A buddy of mine and I kicked this around at lunch yesterday. I'm no huge Lane Kiffin supporter... I just think that USC is going to be a lot better than folks give them credit for. True, beating the crap out of Hawaii doesn't show much, but when I watched the final two quarters last night, I was pleasantly surprised that they didn't get conservative with Hawaii and just kept stretching the field and scoring points. Good for them... I hope they carry that through the season and are just a total wrecking ball for folks BCS hopes this year to make a point that they're still the real deal, even with coach Carroll gone to Seattle. He and the boosters or whoever may have cost the program with their indescretions but the kids can still play and will still play... and play well, much to the disappointment and chagrin of opponents expecting to catch USC in a down year.


----------



## Chaser (Sep 28, 2007)

If I understood your original question correctly, HND, it wasn't that you are wondering why Utah fans are excited to join the Pac-12, but more that they are excited to join at a time when USC is down and out (kinda). 

Here is my take on that:

There is always going to be some butterflies and apprehension when stepping into a "promotion" of any sort. Questions like "can I do it?" or "can they really compete?" are always going to be in the back of the mind of the person/team promoted, and those who support them. Considering the juggernaut that USC has been the last few years, it may seem a bit more comforting for some that they are less-potent, and potentially easier to deal with. Imagine it like this- you start a new job where you know the boss has a lot of expectations, but the boss has a vacation for the first 2 weeks you are there, giving you time to learn the ropes, and acclimate yourself to the system before he returns. When he comes back, you are well-integrated, and more confident in what you are doing, thus less intimidated by the boss. 

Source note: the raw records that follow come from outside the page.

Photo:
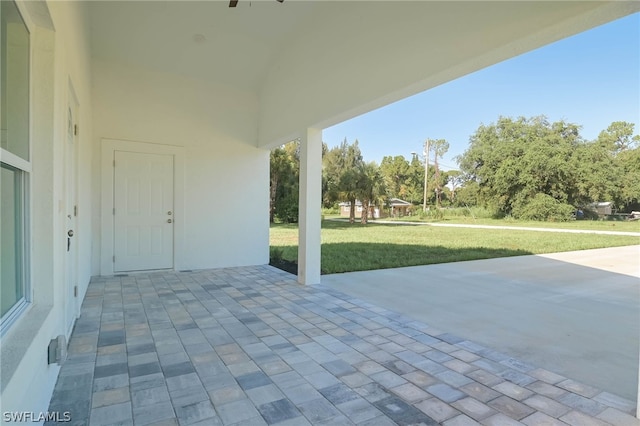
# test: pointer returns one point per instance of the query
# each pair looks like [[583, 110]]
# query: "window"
[[15, 166]]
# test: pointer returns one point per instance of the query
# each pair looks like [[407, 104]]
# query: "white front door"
[[71, 211], [143, 211]]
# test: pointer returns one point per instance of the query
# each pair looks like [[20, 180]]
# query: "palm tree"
[[371, 188]]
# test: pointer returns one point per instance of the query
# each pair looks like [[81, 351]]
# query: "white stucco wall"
[[59, 57], [226, 176]]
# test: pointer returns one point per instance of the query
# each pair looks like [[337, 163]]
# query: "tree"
[[456, 180], [284, 177], [371, 188], [395, 172], [340, 173], [514, 159], [439, 148]]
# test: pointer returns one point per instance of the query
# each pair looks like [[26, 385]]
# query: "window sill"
[[19, 339]]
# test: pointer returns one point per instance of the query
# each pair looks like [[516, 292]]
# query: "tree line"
[[526, 168]]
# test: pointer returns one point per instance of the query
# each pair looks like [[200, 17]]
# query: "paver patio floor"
[[250, 346]]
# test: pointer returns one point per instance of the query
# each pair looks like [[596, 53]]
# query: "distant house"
[[603, 208], [399, 207], [345, 208]]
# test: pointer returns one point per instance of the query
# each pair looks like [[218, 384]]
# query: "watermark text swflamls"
[[30, 416]]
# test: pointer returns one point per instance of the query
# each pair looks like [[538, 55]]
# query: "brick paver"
[[250, 346]]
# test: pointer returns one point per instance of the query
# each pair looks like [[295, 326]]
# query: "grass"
[[347, 247], [591, 225]]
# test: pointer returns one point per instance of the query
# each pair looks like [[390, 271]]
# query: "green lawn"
[[347, 247], [592, 225]]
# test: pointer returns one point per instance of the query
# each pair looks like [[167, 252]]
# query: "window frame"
[[24, 175]]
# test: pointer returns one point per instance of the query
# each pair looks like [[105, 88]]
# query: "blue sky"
[[590, 79]]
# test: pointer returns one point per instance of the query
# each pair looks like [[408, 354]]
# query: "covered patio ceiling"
[[316, 63]]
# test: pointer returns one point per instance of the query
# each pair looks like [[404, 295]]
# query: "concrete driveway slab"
[[574, 313]]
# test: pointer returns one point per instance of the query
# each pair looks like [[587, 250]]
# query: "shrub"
[[543, 207]]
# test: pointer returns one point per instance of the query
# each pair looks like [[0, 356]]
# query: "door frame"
[[70, 208], [109, 147]]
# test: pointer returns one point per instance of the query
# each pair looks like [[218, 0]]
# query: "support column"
[[309, 207]]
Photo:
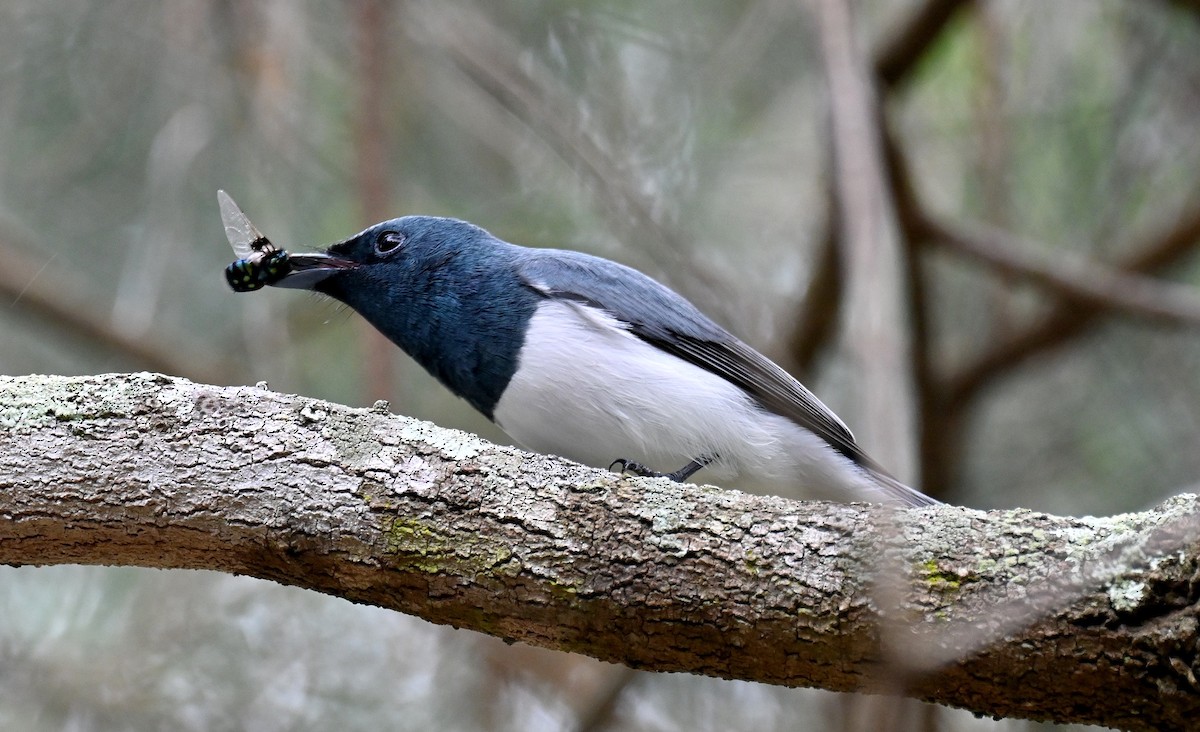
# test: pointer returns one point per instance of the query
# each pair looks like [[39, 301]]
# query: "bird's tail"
[[893, 491]]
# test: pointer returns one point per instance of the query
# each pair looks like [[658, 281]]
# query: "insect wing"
[[243, 235]]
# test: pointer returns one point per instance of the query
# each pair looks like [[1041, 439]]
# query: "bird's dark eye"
[[388, 243]]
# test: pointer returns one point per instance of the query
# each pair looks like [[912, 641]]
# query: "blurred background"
[[1039, 178]]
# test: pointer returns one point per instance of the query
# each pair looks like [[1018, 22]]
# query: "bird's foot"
[[682, 474]]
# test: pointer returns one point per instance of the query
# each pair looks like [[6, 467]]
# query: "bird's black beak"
[[310, 269]]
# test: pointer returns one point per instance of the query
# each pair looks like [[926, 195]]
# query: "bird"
[[580, 357]]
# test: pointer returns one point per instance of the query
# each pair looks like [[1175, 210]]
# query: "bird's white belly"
[[589, 390]]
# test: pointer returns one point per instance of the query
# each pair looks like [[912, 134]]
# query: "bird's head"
[[444, 291], [396, 253]]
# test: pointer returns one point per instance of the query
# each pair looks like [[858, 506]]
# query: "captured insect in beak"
[[259, 262]]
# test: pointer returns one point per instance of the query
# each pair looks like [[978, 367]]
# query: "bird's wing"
[[660, 317]]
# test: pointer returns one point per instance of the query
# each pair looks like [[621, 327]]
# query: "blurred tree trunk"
[[1007, 613]]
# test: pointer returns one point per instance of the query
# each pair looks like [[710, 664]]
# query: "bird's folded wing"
[[663, 318]]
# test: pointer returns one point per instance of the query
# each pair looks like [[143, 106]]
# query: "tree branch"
[[1005, 613]]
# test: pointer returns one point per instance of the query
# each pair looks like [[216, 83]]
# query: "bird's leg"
[[682, 474]]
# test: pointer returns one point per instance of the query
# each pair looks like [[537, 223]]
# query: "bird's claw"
[[634, 468], [682, 474]]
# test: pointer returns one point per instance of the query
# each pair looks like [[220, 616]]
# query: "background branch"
[[1008, 612]]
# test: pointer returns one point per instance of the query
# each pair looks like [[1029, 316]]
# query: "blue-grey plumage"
[[592, 360]]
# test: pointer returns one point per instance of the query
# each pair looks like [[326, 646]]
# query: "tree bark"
[[1007, 613]]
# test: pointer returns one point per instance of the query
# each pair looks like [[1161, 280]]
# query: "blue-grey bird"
[[583, 358]]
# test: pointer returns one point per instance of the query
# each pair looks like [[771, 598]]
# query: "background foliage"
[[690, 139]]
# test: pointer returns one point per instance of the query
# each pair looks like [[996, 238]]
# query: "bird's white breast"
[[589, 390]]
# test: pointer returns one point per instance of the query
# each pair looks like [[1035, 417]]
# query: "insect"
[[259, 262]]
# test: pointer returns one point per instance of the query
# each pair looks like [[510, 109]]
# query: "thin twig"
[[1069, 276], [897, 59]]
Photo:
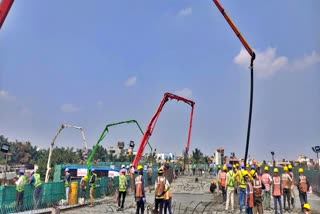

USC has more or less been the boss of the Pac-10 for the last few years. With them "out of the office" or "available by phone only", so to speak for a couple years, I think some fans find this less-intimidating as Utah joins the conference. As for the players/organization, I can't speak for them, but I get the impression they have a "bring it on" type attitude. They seem confident to take on the challenge, and anxious to show what they've got, regardless of whether USC is full-strength or not.


----------